VNTR loci provide valuable information for a number of fields of study involving human genetics, ranging from forensics (DNA fingerprinting and paternity testing) to linkage analysis and population genetics. Alleles of a VNTR locus are simply fragments obtained from a particular portion of the DNA molecule and are defined in terms of their length. The essential element of a VNTR fragment is the repeat, which is a short sequence of basepairs. The core of the fragment is composed of a variable number of identical repeats that are linked in tandem. A sample of fragments from a population of individuals exhibits substantial variation in length because of variation in the number of repeats. Each distinct fragment length defines an allele, but any given fragment is measured with error. Therefore the observed distribution of fragment lengths is not discrete but is continuous, and determination of distinct allele classes is not straightforward. A mixture model is the natural statistical method for estimating the allele frequencies of VNTR loci. In this article we develop nonparametric methods for obtaining the distribution of allele sizes and estimates of their frequencies. Methods for obtaining maximum-likelihood estimates are developed. In addition, we suggest an empirical Bayes method to improve the maximum-likelihood estimates of the gene frequencies; the empirical Bayes procedure effects a local smoothing. The latter method works particularly well when measurement error is large relative to the repeat size, because the estimated distribution of allele frequencies when maximum likelihood is used is unreliable because of an alternating pattern of over- and underestimation. We define alleles and estimate the allele frequencies for two VNTR loci from the human genome (D17S79 and D2S44), from data obtained from Lifecodes, Inc.

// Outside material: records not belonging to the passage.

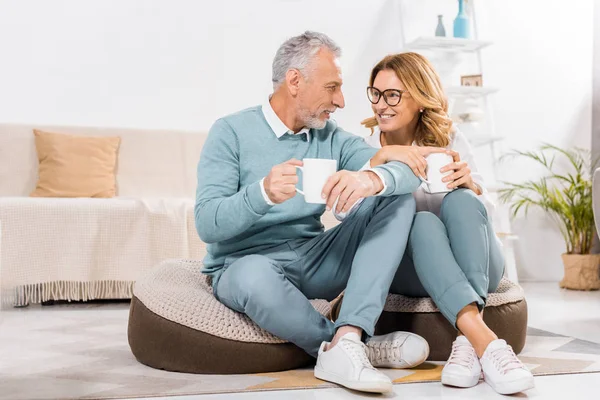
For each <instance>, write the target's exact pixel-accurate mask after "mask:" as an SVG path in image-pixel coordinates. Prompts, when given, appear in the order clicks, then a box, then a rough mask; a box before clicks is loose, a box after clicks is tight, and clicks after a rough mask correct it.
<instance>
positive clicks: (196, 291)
mask: <svg viewBox="0 0 600 400" xmlns="http://www.w3.org/2000/svg"><path fill="white" fill-rule="evenodd" d="M201 270H202V263H201V262H200V261H191V260H171V261H165V262H163V263H161V264H159V265H158V266H157V267H155V268H153V269H152V270H150V271H148V273H146V274H145V275H144V276H143V277H142V278H140V279H139V280H138V281H137V282H136V284H135V287H134V298H133V300H132V303H131V310H130V316H129V328H128V336H129V345H130V347H131V350H132V352H133V354H134V355H135V357H136V358H137V359H138V360H139V361H140V362H142V363H143V364H146V365H148V366H151V367H154V368H159V369H165V370H169V371H178V372H188V373H203V374H217V373H218V374H242V373H259V372H272V371H281V370H287V369H293V368H298V367H301V366H304V365H307V364H308V363H311V362H313V361H314V359H313V358H312V357H310V356H309V355H307V354H306V353H305V352H304V351H303V350H301V349H300V348H298V347H296V346H295V345H293V344H291V343H287V342H285V341H284V340H282V339H280V338H278V337H276V336H274V335H272V334H271V333H269V332H267V331H265V330H263V329H261V328H260V327H259V326H257V325H256V324H255V323H254V322H252V320H250V318H248V317H247V316H246V315H244V314H241V313H238V312H235V311H233V310H231V309H229V308H227V307H226V306H225V305H223V304H221V303H220V302H219V301H218V300H217V299H216V298H215V297H214V295H213V293H212V288H211V286H210V278H209V277H207V276H206V275H203V274H202V272H201ZM311 303H312V305H313V306H314V307H315V309H316V310H317V311H319V312H320V313H321V314H323V315H329V314H330V312H331V306H330V304H329V303H328V302H327V301H325V300H312V301H311Z"/></svg>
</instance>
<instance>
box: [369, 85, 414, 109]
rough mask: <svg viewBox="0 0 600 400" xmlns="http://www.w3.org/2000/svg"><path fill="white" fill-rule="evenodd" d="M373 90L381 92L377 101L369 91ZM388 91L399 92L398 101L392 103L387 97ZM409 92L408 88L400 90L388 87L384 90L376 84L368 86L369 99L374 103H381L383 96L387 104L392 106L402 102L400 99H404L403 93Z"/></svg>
mask: <svg viewBox="0 0 600 400" xmlns="http://www.w3.org/2000/svg"><path fill="white" fill-rule="evenodd" d="M372 90H376V91H377V92H378V93H379V98H378V99H377V101H373V100H371V96H369V93H370V91H372ZM388 92H394V93H398V102H396V103H394V104H390V102H389V101H388V98H387V94H386V93H388ZM407 92H408V90H400V89H386V90H384V91H383V92H382V91H381V90H379V89H377V88H376V87H374V86H368V87H367V99H369V101H370V102H371V103H372V104H377V103H379V101H380V100H381V98H383V101H385V104H387V105H388V106H390V107H394V106H397V105H398V104H400V101H402V94H403V93H407Z"/></svg>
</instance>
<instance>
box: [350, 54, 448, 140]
mask: <svg viewBox="0 0 600 400" xmlns="http://www.w3.org/2000/svg"><path fill="white" fill-rule="evenodd" d="M386 69H391V70H393V71H394V72H395V73H396V76H398V79H400V81H401V82H402V83H403V84H404V86H405V87H406V89H407V90H408V93H410V95H411V96H412V98H413V99H414V100H415V101H416V102H417V104H418V105H419V107H421V108H423V112H422V113H421V115H420V117H419V122H418V123H417V131H416V132H415V142H416V143H417V144H418V145H419V146H436V147H446V146H448V144H450V133H451V130H452V120H451V119H450V118H449V117H448V99H447V98H446V95H445V94H444V90H443V89H442V84H441V82H440V77H439V76H438V74H437V72H436V71H435V69H433V66H432V65H431V63H430V62H429V61H428V60H427V59H426V58H425V57H423V56H422V55H420V54H417V53H400V54H392V55H389V56H387V57H385V58H384V59H383V60H381V61H379V63H377V65H375V67H374V68H373V70H372V71H371V78H370V80H369V86H373V82H375V77H376V76H377V74H378V73H379V71H383V70H386ZM381 101H383V100H381ZM361 123H362V124H363V125H364V126H365V127H367V128H370V129H371V132H373V128H374V127H375V126H377V119H375V117H371V118H367V119H365V120H364V121H362V122H361Z"/></svg>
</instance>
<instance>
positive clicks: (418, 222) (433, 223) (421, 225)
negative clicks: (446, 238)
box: [410, 211, 446, 243]
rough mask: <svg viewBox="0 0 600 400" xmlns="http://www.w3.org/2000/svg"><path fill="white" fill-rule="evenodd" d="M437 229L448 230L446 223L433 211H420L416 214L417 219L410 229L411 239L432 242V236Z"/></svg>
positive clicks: (413, 221) (414, 221)
mask: <svg viewBox="0 0 600 400" xmlns="http://www.w3.org/2000/svg"><path fill="white" fill-rule="evenodd" d="M435 231H443V232H446V227H445V226H444V223H443V222H442V221H441V220H440V219H439V218H438V217H437V215H435V214H434V213H432V212H429V211H419V212H418V213H416V214H415V219H414V220H413V225H412V228H411V230H410V240H413V241H414V240H424V241H426V242H427V243H430V242H431V240H430V238H431V236H432V234H433V233H434V232H435Z"/></svg>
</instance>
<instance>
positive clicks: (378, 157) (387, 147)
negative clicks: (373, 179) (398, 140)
mask: <svg viewBox="0 0 600 400" xmlns="http://www.w3.org/2000/svg"><path fill="white" fill-rule="evenodd" d="M445 152H446V149H444V148H441V147H424V146H423V147H422V146H399V145H388V146H383V147H382V148H381V149H380V150H379V151H378V152H377V153H376V154H375V155H374V156H373V158H371V167H375V166H377V165H381V164H385V163H388V162H390V161H399V162H401V163H404V164H406V165H408V166H409V167H410V169H412V171H413V173H414V174H415V175H416V176H417V177H422V178H423V179H425V178H426V176H427V172H426V169H427V161H426V160H425V157H427V156H428V155H430V154H432V153H445Z"/></svg>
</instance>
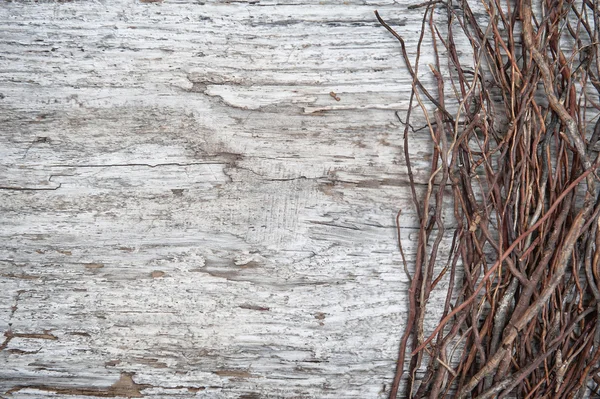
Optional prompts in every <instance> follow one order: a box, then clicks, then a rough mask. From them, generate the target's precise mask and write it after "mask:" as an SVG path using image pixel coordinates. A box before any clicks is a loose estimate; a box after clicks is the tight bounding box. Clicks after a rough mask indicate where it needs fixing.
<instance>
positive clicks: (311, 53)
mask: <svg viewBox="0 0 600 399" xmlns="http://www.w3.org/2000/svg"><path fill="white" fill-rule="evenodd" d="M418 2H419V1H411V2H406V3H404V4H395V2H393V1H345V2H340V1H321V2H312V1H309V0H304V1H302V0H281V1H280V0H272V1H263V0H256V1H250V2H235V1H231V2H201V1H193V0H189V1H187V0H179V1H172V0H165V1H164V2H162V3H157V2H140V1H136V0H111V1H104V0H100V1H73V2H54V1H36V2H33V1H13V2H6V1H2V3H1V4H0V120H1V125H0V126H1V128H0V154H1V161H0V226H1V229H0V234H1V237H0V240H1V241H0V330H1V331H2V333H3V335H4V336H3V337H0V349H1V350H0V396H1V397H5V398H46V397H48V398H49V397H53V398H55V397H67V398H77V397H80V398H90V397H92V398H93V397H145V398H192V397H198V398H239V399H258V398H336V399H337V398H361V399H363V398H382V397H385V396H386V394H387V392H388V390H389V386H390V381H391V378H392V375H393V371H394V362H395V359H396V354H397V348H398V342H399V337H400V334H401V331H402V325H403V323H404V320H405V319H406V302H407V299H406V291H407V286H408V281H407V278H406V276H405V275H404V272H403V271H402V266H401V261H400V258H399V254H398V251H397V246H396V234H395V227H394V217H395V215H396V212H397V211H398V210H399V209H402V210H403V216H402V223H403V231H402V234H403V240H404V245H405V246H406V251H407V255H408V257H409V261H410V259H411V258H412V256H413V255H412V254H413V250H414V245H413V242H414V234H415V230H414V229H413V226H414V225H415V211H414V209H413V206H412V205H411V201H410V192H409V189H408V186H407V180H408V178H407V175H406V172H405V162H404V158H403V156H402V136H401V133H402V127H401V126H400V124H399V123H398V122H397V119H396V116H395V115H394V111H396V110H399V111H400V112H401V113H403V112H404V111H406V108H407V104H408V99H409V98H408V93H409V87H410V78H409V76H408V74H407V73H406V72H405V70H404V67H403V65H404V64H403V62H402V61H401V57H400V52H399V47H398V45H397V43H396V41H395V39H393V38H392V37H391V36H390V35H389V34H388V33H387V32H386V31H385V30H384V29H383V28H381V27H380V26H379V24H378V23H377V21H376V19H375V17H374V15H373V11H374V10H375V9H378V10H379V11H380V13H381V14H382V15H383V16H384V17H385V18H387V19H388V20H389V21H390V22H391V23H392V24H393V25H394V26H395V27H396V28H397V29H398V31H399V32H400V33H401V34H402V35H404V36H405V38H406V41H407V46H408V50H409V51H410V52H411V54H414V53H415V47H416V41H417V39H418V31H419V29H420V15H421V12H422V11H421V10H413V11H410V10H407V5H409V4H411V3H418ZM427 139H428V137H427V133H426V132H425V131H424V133H422V136H420V135H418V134H412V135H411V140H412V142H413V144H414V146H413V147H412V148H411V154H412V155H413V157H414V163H415V169H416V170H415V172H416V178H417V181H418V182H419V186H420V188H421V189H423V188H424V187H425V184H426V183H427V181H426V176H427V170H426V167H427V164H428V159H429V156H430V152H429V150H428V147H427Z"/></svg>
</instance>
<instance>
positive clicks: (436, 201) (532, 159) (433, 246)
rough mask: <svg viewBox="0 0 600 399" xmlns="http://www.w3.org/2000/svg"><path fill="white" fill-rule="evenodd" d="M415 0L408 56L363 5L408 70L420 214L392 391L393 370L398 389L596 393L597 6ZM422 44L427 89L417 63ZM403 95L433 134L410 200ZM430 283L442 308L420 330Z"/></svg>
mask: <svg viewBox="0 0 600 399" xmlns="http://www.w3.org/2000/svg"><path fill="white" fill-rule="evenodd" d="M475 6H477V7H478V8H479V11H475V10H474V7H475ZM418 7H423V9H424V17H423V21H422V29H421V36H420V39H419V42H418V47H417V57H416V60H415V61H414V62H412V63H411V60H410V59H409V56H408V54H407V49H406V45H405V43H404V40H403V38H402V37H401V36H400V35H398V34H397V33H396V32H395V31H394V29H393V28H391V27H390V26H389V25H388V24H387V23H386V22H385V21H384V20H383V19H382V18H381V17H380V16H379V15H378V14H377V18H378V19H379V21H380V23H381V24H382V25H383V26H384V27H385V28H387V30H388V31H389V32H390V33H391V34H393V35H394V36H395V37H396V38H397V39H398V41H399V42H400V44H401V51H402V54H403V58H404V61H405V63H406V67H407V69H408V71H409V72H410V74H411V76H412V78H413V90H412V94H411V103H410V107H409V111H408V113H407V115H406V116H405V117H404V118H403V123H404V126H405V131H404V150H405V158H406V164H407V167H408V175H409V178H410V182H411V189H412V193H413V200H414V203H415V205H416V207H417V211H418V217H419V220H420V229H419V235H418V244H417V249H416V254H415V256H416V260H415V263H414V268H413V269H412V272H411V276H410V278H411V285H410V295H409V300H410V303H409V318H408V321H407V326H406V329H405V333H404V335H403V336H402V338H401V345H400V352H399V359H398V363H397V370H396V374H395V379H394V383H393V386H392V389H391V394H390V397H391V398H396V397H397V396H396V395H397V393H398V389H399V385H400V382H401V380H403V379H402V377H403V375H405V370H406V375H407V377H408V378H407V387H406V395H405V397H410V398H442V397H458V398H466V397H477V398H492V397H493V398H496V397H499V398H503V397H518V398H584V397H590V396H592V397H600V391H599V387H600V374H599V372H600V366H599V364H600V350H599V348H600V316H599V313H600V200H599V197H598V191H599V190H598V183H597V180H598V175H597V172H598V166H599V164H600V158H599V157H598V147H597V146H596V144H597V143H598V139H599V138H600V119H599V117H598V115H599V111H600V105H599V103H600V101H599V100H598V95H599V93H600V54H599V53H600V7H599V3H598V0H582V1H580V0H578V1H569V0H542V1H541V2H540V3H538V4H534V5H533V7H532V4H531V0H516V1H512V0H507V1H505V2H503V1H502V0H482V2H480V3H478V4H476V5H475V4H471V5H470V4H469V2H468V1H467V0H463V1H460V2H453V1H452V0H447V1H432V2H428V3H425V4H421V5H419V6H418ZM458 36H463V38H464V39H465V40H464V41H463V42H464V43H468V45H470V47H469V48H468V50H469V51H468V52H467V53H468V54H469V56H468V57H466V56H465V55H464V54H465V52H464V51H463V52H462V55H461V56H459V54H461V52H460V51H459V50H457V45H456V42H457V41H456V39H455V38H457V37H458ZM424 40H428V53H429V52H430V51H429V50H430V49H431V51H432V52H433V56H432V57H431V58H432V60H433V61H432V62H431V63H430V64H429V65H428V73H430V76H431V77H433V79H431V80H432V81H433V82H434V83H433V84H430V83H429V84H428V83H427V82H426V81H425V80H424V78H423V77H422V71H419V60H420V57H421V48H422V45H423V43H424ZM471 54H472V56H470V55H471ZM427 87H429V88H427ZM413 105H415V106H417V107H416V109H419V110H420V112H421V113H422V116H423V117H424V119H425V121H426V128H425V129H422V130H421V131H420V132H413V133H412V134H428V135H430V136H431V144H432V148H431V151H432V155H433V156H432V160H431V169H430V175H429V184H428V187H427V191H426V193H425V195H424V196H422V195H418V194H417V192H418V191H419V190H418V188H417V187H416V186H415V183H414V178H413V170H412V167H411V161H410V145H409V136H410V133H411V132H410V129H411V128H412V125H411V120H414V117H413V116H412V115H411V114H412V113H414V111H413ZM411 118H412V119H411ZM427 131H428V133H427ZM444 211H446V214H448V213H449V214H451V215H453V216H452V217H447V218H444V214H445V212H444ZM398 220H399V221H401V217H400V218H399V219H398ZM399 233H400V227H399ZM450 236H451V237H452V244H451V246H450V248H449V250H448V251H446V253H443V254H442V253H441V252H440V251H441V250H440V243H441V242H442V240H443V239H444V238H445V237H450ZM399 242H400V243H401V241H400V239H399ZM400 249H402V247H401V248H400ZM442 252H443V251H442ZM442 255H443V259H442ZM446 256H447V261H446ZM439 263H443V264H444V267H443V268H442V269H441V270H439V268H437V267H436V264H439ZM405 266H406V265H405ZM440 268H441V267H440ZM442 282H443V284H442ZM435 290H442V291H443V292H444V293H445V298H446V299H445V303H444V308H443V312H442V315H441V318H440V319H439V321H438V322H436V323H437V328H435V329H434V330H433V331H425V329H424V320H425V318H426V317H427V312H430V311H431V309H429V308H428V304H429V303H428V301H429V299H430V298H431V296H432V295H433V294H434V292H436V291H435ZM446 291H447V292H446ZM405 362H406V364H405Z"/></svg>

可变数目串联重复序列(VNTR)位点为涉及人类遗传学的多个研究领域提供了有价值的信息,范围从法医学(DNA指纹识别和亲子鉴定)到连锁分析和群体遗传学。VNTR位点的等位基因仅仅是从DNA分子的特定部分获得的片段,并根据其长度来定义。VNTR片段的基本要素是重复序列,它是一小段碱基对序列。片段的核心由可变数量的串联连接的相同重复序列组成。由于重复序列数量的变化,来自个体群体的片段样本在长度上表现出很大的差异。每个不同的片段长度定义一个等位基因,但任何给定片段的测量都存在误差。因此,观察到的片段长度分布不是离散的,而是连续的,并且确定不同的等位基因类别并非易事。混合模型是估计VNTR位点等位基因频率的自然统计方法。在本文中,我们开发了非参数方法来获得等位基因大小的分布及其频率估计。开发了获得最大似然估计的方法。此外,我们提出了一种经验贝叶斯方法来改进基因频率的最大似然估计;经验贝叶斯程序实现了局部平滑。当测量误差相对于重复序列大小较大时,后一种方法效果特别好,因为使用最大似然法时估计的等位基因频率分布由于高估和低估的交替模式而不可靠。我们根据从Lifecodes公司获得的数据,定义了人类基因组中两个VNTR位点(D17S79和D2S44)的等位基因并估计了等位基因频率。